Hacked Email

You get a flood of messages from friends and family. They’re getting emails from you with seemingly random links, or messages with urgent pleas to wire you money. It looks like your email or social media account might have been taken over. What do you do? For starters, make sure your security protections are up-to-date, reset your password, and warn your friends.

How You Know You’ve Been Hacked

You might have been hacked if:

  • friends and family are getting emails or messages you didn’t send
  • your Sent messages folder has messages you didn’t send, or it has been emptied
  • your social media accounts have posts you didn’t make
  • you can’t log into your email or social media account

In the case of emails with random links, it’s possible your email address was “spoofed,” or faked, and hackers don’t actually have access to your account. But you’ll want to take action, just in case.

What To Do When You’ve Been Hacked

1. Update your system and delete any malware

Make sure your security software is up-to-date

If you don’t have security software, get it.

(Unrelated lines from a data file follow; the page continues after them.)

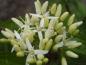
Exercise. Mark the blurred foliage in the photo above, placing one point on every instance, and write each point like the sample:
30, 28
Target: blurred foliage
73, 6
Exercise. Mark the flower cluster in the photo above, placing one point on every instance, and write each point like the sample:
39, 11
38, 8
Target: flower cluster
52, 30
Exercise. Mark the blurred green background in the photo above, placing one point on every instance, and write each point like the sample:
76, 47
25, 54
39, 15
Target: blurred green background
73, 6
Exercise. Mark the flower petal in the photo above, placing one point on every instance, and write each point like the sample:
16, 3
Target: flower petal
41, 51
17, 34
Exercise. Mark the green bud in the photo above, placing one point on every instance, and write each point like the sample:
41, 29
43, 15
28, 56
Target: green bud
10, 32
34, 21
20, 54
31, 60
16, 48
7, 34
45, 60
59, 10
27, 19
13, 42
72, 44
57, 46
58, 38
53, 9
38, 7
52, 23
46, 22
74, 27
40, 57
4, 40
42, 43
71, 54
76, 32
49, 33
71, 19
39, 62
64, 16
44, 7
49, 44
58, 26
63, 61
18, 22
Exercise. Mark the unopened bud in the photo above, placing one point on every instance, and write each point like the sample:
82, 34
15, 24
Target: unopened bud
40, 56
7, 34
42, 43
58, 38
49, 44
20, 54
4, 40
27, 19
73, 44
64, 16
53, 9
59, 10
34, 20
64, 61
58, 26
74, 26
46, 22
38, 7
18, 22
71, 19
45, 60
57, 46
39, 62
71, 54
44, 7
31, 60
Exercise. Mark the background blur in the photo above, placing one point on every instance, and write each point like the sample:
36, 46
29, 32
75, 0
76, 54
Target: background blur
15, 8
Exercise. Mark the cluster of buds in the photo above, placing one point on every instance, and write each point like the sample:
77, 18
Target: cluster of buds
52, 29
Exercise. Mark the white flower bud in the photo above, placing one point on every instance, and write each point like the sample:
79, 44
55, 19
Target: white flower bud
45, 60
31, 60
38, 7
7, 34
71, 54
71, 19
46, 22
59, 10
34, 21
58, 26
20, 53
18, 22
49, 33
10, 32
42, 43
39, 62
52, 23
57, 46
44, 7
64, 16
48, 45
4, 40
27, 19
53, 9
64, 61
40, 56
74, 26
76, 32
72, 44
58, 38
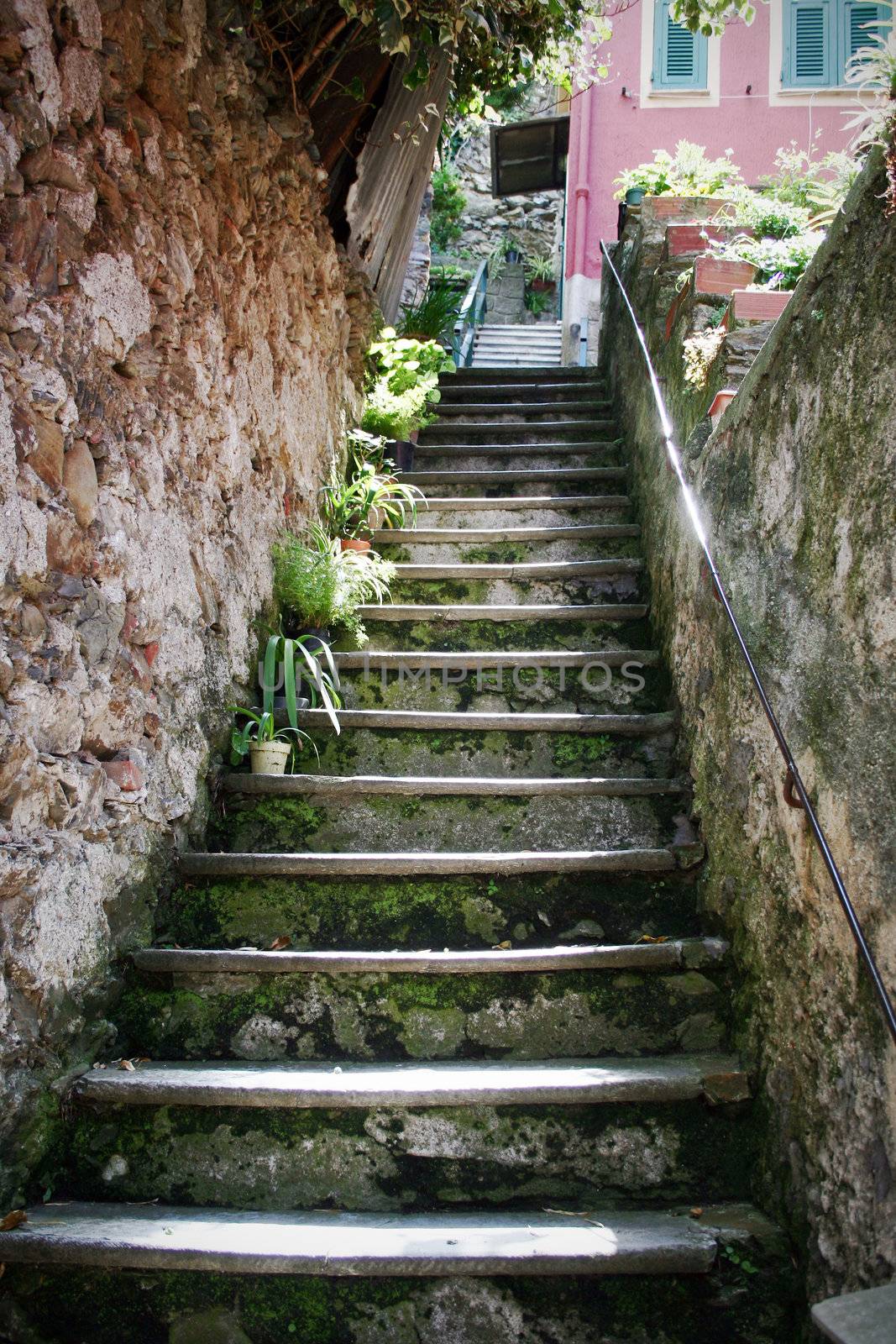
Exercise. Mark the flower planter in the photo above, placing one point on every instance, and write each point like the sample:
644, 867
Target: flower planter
720, 403
759, 306
269, 757
688, 239
716, 276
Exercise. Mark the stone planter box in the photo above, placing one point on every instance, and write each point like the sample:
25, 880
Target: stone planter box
759, 306
688, 239
714, 276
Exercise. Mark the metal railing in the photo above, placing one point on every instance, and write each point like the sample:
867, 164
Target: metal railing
470, 316
795, 792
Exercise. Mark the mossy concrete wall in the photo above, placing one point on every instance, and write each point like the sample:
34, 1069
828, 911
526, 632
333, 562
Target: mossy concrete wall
179, 346
797, 490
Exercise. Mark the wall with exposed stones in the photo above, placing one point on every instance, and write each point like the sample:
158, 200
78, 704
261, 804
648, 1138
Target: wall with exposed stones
179, 339
797, 492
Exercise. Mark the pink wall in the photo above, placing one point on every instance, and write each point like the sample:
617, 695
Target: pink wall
610, 132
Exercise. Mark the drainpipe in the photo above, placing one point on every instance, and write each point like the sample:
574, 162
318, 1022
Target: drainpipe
575, 308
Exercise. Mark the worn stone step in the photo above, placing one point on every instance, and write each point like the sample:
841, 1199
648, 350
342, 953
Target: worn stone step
511, 391
103, 1305
443, 864
614, 682
332, 1245
322, 824
716, 1079
673, 954
521, 571
559, 476
579, 613
547, 410
488, 432
369, 911
485, 535
562, 1003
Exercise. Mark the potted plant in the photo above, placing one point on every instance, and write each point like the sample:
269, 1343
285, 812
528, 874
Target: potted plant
268, 746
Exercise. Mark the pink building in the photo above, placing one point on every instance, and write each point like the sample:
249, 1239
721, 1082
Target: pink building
752, 91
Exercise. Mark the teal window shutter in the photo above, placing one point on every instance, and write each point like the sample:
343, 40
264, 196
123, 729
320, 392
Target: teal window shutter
809, 45
821, 37
679, 55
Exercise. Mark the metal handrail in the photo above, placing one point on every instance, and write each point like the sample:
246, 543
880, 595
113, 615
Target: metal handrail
470, 316
793, 781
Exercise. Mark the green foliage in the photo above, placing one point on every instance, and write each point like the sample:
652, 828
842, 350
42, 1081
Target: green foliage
402, 381
432, 316
781, 261
449, 205
685, 174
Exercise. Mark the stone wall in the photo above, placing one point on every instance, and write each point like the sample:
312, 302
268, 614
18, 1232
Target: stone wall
532, 219
797, 490
179, 339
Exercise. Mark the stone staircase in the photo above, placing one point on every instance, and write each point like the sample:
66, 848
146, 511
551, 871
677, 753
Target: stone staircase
527, 346
484, 1093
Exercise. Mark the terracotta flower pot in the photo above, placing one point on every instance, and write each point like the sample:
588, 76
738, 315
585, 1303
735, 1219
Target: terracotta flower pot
269, 757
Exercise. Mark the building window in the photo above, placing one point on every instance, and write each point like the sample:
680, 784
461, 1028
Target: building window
679, 55
820, 38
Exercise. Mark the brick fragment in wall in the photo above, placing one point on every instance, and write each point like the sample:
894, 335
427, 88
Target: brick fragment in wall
181, 351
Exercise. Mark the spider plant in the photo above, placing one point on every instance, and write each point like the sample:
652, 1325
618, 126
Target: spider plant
259, 730
322, 682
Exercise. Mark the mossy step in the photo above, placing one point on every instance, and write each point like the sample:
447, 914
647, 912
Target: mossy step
671, 954
479, 753
410, 1159
485, 535
412, 911
325, 824
426, 864
417, 613
546, 410
597, 683
481, 1243
181, 1307
244, 1005
313, 1085
417, 786
474, 433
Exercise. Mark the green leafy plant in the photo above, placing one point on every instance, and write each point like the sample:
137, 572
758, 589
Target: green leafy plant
685, 174
355, 508
432, 316
449, 205
315, 664
259, 730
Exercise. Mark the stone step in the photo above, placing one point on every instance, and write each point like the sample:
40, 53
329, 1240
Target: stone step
577, 612
506, 864
472, 911
510, 391
488, 432
715, 1079
559, 476
548, 410
562, 570
678, 953
485, 535
322, 824
335, 1245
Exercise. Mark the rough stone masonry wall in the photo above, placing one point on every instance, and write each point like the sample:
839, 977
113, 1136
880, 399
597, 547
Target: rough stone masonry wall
797, 487
177, 340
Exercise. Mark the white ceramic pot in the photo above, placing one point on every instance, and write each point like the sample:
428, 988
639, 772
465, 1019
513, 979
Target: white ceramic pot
269, 757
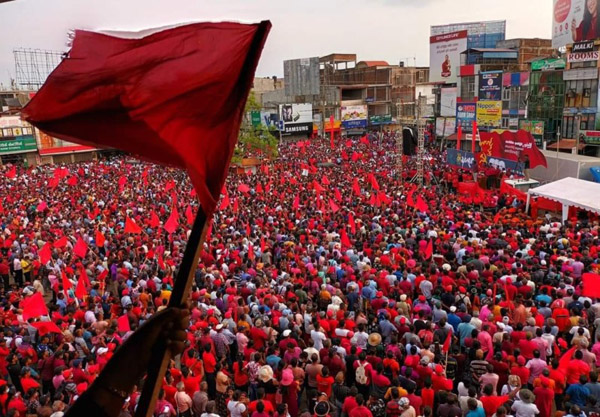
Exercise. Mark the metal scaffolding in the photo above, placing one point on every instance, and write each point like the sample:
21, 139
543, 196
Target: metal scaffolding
32, 66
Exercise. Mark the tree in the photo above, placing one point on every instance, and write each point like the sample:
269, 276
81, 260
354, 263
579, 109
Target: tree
254, 140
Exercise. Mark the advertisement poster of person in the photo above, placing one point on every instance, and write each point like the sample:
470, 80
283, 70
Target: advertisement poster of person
575, 21
466, 114
444, 56
354, 117
297, 118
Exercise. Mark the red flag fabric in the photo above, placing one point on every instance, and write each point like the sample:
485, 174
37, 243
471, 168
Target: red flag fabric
352, 223
34, 306
173, 221
189, 215
346, 244
591, 285
334, 207
175, 97
45, 327
429, 249
474, 136
45, 253
80, 290
12, 172
224, 202
154, 220
447, 342
80, 248
131, 226
356, 187
100, 239
61, 243
123, 324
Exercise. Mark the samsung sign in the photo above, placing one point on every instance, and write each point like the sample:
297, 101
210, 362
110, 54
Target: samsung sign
583, 46
583, 56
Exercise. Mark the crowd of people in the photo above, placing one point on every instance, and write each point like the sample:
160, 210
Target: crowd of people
328, 285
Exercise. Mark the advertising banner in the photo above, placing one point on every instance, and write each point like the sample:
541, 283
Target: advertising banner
444, 56
466, 114
490, 85
448, 102
583, 56
548, 64
354, 117
445, 126
574, 22
489, 113
380, 119
16, 136
461, 159
297, 118
49, 145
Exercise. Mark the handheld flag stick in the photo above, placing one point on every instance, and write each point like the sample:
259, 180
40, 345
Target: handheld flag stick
160, 358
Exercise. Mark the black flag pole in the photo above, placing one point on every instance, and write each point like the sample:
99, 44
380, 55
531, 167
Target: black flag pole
160, 358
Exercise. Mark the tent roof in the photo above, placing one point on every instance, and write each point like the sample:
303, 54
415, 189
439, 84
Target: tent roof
572, 192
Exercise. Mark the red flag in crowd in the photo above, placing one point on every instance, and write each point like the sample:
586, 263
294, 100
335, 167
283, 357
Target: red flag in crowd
12, 172
123, 324
154, 220
80, 248
122, 94
352, 223
189, 215
429, 249
131, 226
173, 221
591, 285
34, 306
45, 253
100, 239
447, 342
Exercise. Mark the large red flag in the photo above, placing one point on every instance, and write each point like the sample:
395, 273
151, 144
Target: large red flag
175, 97
80, 248
131, 226
45, 253
34, 306
173, 221
591, 285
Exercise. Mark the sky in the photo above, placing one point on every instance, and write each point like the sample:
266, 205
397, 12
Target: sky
391, 30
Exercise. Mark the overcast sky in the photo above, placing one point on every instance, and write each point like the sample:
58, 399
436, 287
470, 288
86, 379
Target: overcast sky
391, 30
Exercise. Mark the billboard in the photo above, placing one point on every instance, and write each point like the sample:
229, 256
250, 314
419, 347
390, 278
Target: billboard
489, 113
466, 114
302, 77
296, 118
16, 136
354, 117
448, 102
572, 22
490, 85
444, 56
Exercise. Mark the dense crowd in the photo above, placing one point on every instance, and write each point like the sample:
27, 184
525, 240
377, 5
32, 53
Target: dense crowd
328, 285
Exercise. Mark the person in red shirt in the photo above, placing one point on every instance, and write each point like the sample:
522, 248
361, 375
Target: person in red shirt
361, 410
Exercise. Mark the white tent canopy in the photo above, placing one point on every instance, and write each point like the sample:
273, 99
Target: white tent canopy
570, 192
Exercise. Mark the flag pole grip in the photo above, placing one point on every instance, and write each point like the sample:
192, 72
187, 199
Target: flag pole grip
160, 357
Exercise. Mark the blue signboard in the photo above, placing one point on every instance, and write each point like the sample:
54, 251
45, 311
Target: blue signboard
490, 85
461, 159
466, 114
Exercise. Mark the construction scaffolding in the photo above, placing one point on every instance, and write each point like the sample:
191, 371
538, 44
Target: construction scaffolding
32, 66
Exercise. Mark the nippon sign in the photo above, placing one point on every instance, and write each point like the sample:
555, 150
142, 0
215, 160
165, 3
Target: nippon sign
583, 56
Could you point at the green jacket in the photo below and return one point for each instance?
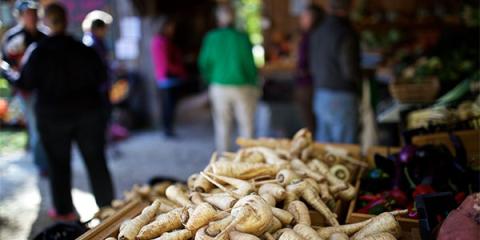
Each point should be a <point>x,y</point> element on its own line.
<point>226,58</point>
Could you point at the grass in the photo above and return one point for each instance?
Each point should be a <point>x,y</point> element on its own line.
<point>12,141</point>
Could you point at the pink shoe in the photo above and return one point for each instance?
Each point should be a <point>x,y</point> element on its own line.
<point>70,217</point>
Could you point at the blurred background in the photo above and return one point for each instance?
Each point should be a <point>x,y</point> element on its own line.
<point>409,42</point>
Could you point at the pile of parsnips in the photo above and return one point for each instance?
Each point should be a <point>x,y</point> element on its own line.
<point>264,191</point>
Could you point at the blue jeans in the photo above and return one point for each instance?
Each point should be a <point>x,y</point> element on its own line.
<point>336,115</point>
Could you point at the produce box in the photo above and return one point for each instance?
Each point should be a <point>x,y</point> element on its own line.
<point>290,178</point>
<point>410,227</point>
<point>469,138</point>
<point>110,227</point>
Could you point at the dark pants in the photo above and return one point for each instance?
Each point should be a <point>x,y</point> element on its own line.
<point>304,98</point>
<point>169,101</point>
<point>87,130</point>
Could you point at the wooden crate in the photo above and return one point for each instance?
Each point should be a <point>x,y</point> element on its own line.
<point>410,227</point>
<point>111,225</point>
<point>423,92</point>
<point>470,139</point>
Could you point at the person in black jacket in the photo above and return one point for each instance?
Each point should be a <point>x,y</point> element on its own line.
<point>335,68</point>
<point>68,77</point>
<point>14,44</point>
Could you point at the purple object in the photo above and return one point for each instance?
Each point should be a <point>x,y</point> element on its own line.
<point>407,153</point>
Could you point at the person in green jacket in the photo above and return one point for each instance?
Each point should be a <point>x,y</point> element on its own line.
<point>226,63</point>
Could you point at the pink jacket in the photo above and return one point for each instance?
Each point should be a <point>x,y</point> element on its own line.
<point>167,59</point>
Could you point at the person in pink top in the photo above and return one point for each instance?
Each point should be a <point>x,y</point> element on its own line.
<point>169,72</point>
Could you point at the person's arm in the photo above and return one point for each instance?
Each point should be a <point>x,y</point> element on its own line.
<point>350,59</point>
<point>248,61</point>
<point>175,62</point>
<point>29,75</point>
<point>159,55</point>
<point>204,60</point>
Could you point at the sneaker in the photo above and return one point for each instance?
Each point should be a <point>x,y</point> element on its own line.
<point>69,217</point>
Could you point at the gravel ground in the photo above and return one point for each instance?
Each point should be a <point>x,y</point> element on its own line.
<point>24,197</point>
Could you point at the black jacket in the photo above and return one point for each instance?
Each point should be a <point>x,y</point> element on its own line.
<point>67,76</point>
<point>335,56</point>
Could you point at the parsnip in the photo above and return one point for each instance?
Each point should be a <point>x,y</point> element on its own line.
<point>215,227</point>
<point>201,216</point>
<point>290,197</point>
<point>163,223</point>
<point>275,225</point>
<point>301,168</point>
<point>268,236</point>
<point>300,212</point>
<point>289,234</point>
<point>380,236</point>
<point>177,195</point>
<point>251,215</point>
<point>384,222</point>
<point>191,181</point>
<point>116,203</point>
<point>285,217</point>
<point>287,176</point>
<point>312,198</point>
<point>202,235</point>
<point>277,191</point>
<point>269,155</point>
<point>243,188</point>
<point>131,229</point>
<point>313,183</point>
<point>349,229</point>
<point>269,199</point>
<point>345,190</point>
<point>234,235</point>
<point>338,236</point>
<point>159,188</point>
<point>306,232</point>
<point>221,201</point>
<point>196,198</point>
<point>183,234</point>
<point>244,170</point>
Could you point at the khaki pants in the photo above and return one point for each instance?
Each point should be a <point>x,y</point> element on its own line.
<point>228,102</point>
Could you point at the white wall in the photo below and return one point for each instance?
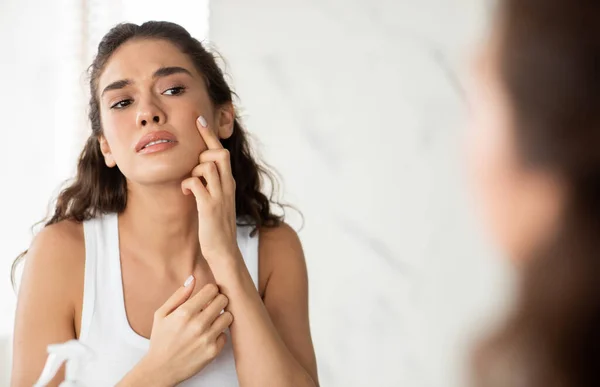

But install security software only from reputable, well-known companies. Then, run it to scan your computer for viruses and spyware (aka malware). Delete any suspicious software and restart your computer.

Set your security software, internet browser, and operating system (like Windows or Mac OS) to update automatically

Software developers often release updates to patch security vulnerabilities. Keep your security software, your internet browser, and your operating system up-to-date to help your computer keep pace with the latest hack attacks.

2. Change your passwords

That’s IF you’re able to log into your email or social networking account. Someone may have gotten your old password and changed it. If you use similar passwords for other accounts, change them, too. Make sure you create strong passwords that will be hard to guess.

3. Check the advice your email provider or social networking site has about restoring your account

You can find helpful advice specific to the service. If your account has been taken over, you might need to fill out forms to prove it’s really you trying to get back into your account.

4. Check your account settings

Once you’re back in your account, make sure your signature and "away" message don’t contain unfamiliar links, and that messages aren’t being forwarded to someone else’s address. On your social networking service, look for changes to the account since you last logged in — say, a new “friend.”

5. Tell your friends

A quick email letting your friends know they might have gotten a malicious link or a fake plea for help can keep them from sending money they won’t get back or installing malware on their computers. Put your friends’ email addresses in the Bcc line to keep them confidential. You could copy and send this article, too.             

What to Do Before You’re Hacked

Use unique passwords for important sites, like your bank and email

That way, someone who knows one of your passwords won’t suddenly have access to all your important accounts. Choose strong passwords that are harder to crack. Some people find password managers — software that stores and remembers your passwords for you — a helpful way to keep things straight. If you use a password manager, make sure to select a unique, strong password for it, too. Many password managers will let you know whether the master password you’ve created is strong enough.

Safeguard your usernames and passwords

Think twice when you’re asked to enter credentials like usernames and passwords. Never provide them in response to an email. If the email or text seems to be from your bank, for example, visit the bank website directly rather than clicking on any links or calling any numbers in the message. Scammers impersonate well-known businesses to trick people into giving out personal information.

Turn on two-factor authentication if your service provider offers it            

A number of online services offer “two-factor authentication,” where getting into your account requires a password plus something else — say, a code sent to your smartphone — to prove it’s really you.

Don’t click on links or open attachments in emails unless you know who sent them and what they are

That link or attachment could install malware on your computer. Also do your part: don’t forward random links.

Download free software only from sites you know and trust

If you’re not sure who to trust, do some research before you download any software. Free games, file-sharing programs, and customized toolbars also could contain malware.

Don’t treat public computers like your personal computer

If it’s not your computer, don’t let a web browser remember your passwords, and make sure to log out of any accounts when you’re done. In fact, if you can help it, don’t access personal accounts — like email, or especially bank accounts — on public computers at all. (Also be careful any time you use public Wi-Fi.)